Shouldn’t we focus on the downtown in its entirety?
We are focusing on the entire downtown. The design competition is part of a comprehensive downtown planning effort that includes increasing the amount of activity downtown, saving historic buildings, introducing green space, and improving streets, sidewalks, and other connections. The competition itself has major criteria for integrating the mall into downtown and developing neighboring properties.
Why should we spend money on a design competition?
The cost of the competition is largely covered by the grant from Muskogee Main Street that is paying for the downtown planning effort. It is true we have been asking for funds from the community to raise a prize for the winning design team. The mall management has pledged to this fund, as have businesses and private individuals. All of the funds raised will go directly to the students to further their education and not to the planning team, the mall, or the city. Many of the students are from Oklahoma and will become the state’s future architects, landscape architects, and interior designers. Investing in them now will give us a wealth of creative ideas for the mall and a future generation of entrepreneurs. Entrepreneurs like Cindy Littrell, a recent graduate of the OU College of Architecture and the proprietor of Club Lunch.

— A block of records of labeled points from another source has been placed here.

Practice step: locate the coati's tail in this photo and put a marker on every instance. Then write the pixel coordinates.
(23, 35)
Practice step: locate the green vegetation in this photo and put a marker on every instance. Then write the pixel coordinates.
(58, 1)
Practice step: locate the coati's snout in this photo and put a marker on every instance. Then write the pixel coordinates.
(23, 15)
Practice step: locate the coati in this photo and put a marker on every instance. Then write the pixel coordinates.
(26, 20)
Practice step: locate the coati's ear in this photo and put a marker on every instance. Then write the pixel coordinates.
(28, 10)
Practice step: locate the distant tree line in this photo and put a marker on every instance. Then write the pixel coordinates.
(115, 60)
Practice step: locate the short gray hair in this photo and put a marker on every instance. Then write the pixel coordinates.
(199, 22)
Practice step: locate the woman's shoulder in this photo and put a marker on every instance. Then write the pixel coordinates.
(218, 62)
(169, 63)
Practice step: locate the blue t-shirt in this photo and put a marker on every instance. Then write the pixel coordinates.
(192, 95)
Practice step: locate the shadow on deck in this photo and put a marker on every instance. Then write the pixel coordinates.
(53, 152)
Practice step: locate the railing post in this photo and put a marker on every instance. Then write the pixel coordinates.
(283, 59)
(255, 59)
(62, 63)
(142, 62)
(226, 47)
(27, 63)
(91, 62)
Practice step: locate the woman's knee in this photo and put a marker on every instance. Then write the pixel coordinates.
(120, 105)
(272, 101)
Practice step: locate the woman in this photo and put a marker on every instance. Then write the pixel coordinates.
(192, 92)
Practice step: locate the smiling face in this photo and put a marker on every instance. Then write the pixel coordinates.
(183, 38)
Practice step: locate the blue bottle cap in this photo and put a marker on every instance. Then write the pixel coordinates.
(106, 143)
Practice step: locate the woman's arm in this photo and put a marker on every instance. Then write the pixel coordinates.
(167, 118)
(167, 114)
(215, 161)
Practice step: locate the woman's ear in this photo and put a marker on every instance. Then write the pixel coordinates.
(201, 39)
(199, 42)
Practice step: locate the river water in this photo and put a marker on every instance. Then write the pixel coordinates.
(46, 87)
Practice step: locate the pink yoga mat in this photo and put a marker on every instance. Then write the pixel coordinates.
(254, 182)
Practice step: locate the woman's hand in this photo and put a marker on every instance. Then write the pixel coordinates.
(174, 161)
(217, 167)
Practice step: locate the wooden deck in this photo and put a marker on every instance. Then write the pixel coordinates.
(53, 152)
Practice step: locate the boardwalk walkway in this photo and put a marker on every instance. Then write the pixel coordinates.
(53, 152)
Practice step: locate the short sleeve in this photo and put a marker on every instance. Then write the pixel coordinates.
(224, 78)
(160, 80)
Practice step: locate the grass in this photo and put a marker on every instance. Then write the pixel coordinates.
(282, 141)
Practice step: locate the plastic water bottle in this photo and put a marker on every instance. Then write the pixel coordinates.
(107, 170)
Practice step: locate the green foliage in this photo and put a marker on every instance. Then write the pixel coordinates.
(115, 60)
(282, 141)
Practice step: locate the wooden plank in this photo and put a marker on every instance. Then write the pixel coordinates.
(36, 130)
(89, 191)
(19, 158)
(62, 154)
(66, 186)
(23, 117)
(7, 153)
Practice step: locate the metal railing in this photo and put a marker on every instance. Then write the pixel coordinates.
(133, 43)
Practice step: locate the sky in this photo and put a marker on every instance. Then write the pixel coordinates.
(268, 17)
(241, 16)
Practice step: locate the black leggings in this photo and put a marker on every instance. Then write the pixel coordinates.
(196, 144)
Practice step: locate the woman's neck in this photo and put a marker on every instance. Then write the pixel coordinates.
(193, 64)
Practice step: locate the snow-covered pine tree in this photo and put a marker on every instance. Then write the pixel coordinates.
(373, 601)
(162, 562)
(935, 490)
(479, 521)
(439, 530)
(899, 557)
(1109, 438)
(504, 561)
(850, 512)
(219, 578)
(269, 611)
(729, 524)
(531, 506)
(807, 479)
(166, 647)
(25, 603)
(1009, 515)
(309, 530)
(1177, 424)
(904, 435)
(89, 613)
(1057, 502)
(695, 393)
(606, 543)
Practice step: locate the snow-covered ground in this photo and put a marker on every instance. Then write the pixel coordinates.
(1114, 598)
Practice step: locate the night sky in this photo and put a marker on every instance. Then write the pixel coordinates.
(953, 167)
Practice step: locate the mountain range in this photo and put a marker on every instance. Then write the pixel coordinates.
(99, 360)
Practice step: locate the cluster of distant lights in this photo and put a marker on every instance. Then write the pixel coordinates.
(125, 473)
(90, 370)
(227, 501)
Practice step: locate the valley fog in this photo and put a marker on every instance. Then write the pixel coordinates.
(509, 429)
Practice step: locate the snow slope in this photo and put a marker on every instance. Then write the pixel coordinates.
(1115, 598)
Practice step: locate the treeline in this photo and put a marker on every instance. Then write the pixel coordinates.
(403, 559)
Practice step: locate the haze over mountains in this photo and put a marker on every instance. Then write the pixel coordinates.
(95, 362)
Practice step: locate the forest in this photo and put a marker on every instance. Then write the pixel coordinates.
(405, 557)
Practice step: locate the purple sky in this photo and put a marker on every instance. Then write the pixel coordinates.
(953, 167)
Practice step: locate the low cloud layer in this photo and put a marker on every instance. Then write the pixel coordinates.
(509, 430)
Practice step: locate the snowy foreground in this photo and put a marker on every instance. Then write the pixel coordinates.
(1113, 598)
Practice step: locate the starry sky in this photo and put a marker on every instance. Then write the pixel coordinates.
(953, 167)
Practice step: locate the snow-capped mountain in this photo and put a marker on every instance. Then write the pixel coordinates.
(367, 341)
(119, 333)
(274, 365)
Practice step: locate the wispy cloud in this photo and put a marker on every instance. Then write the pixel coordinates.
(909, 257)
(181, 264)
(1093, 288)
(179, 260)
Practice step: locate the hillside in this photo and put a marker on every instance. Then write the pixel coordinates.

This discussion might not persuade everyone that the mall is a high priority, but I hope it at least brings some clarity to the purpose of the design competition. Whether you agree or disagree, I hope If you see some students on Broadway or Main Street next Wednesday you will take the time to greet them, encourage them, and give them your opinion. And be sure to join us at the mall on March 1st from 1:00 pm to 5:00 pm for an exhibit of their work.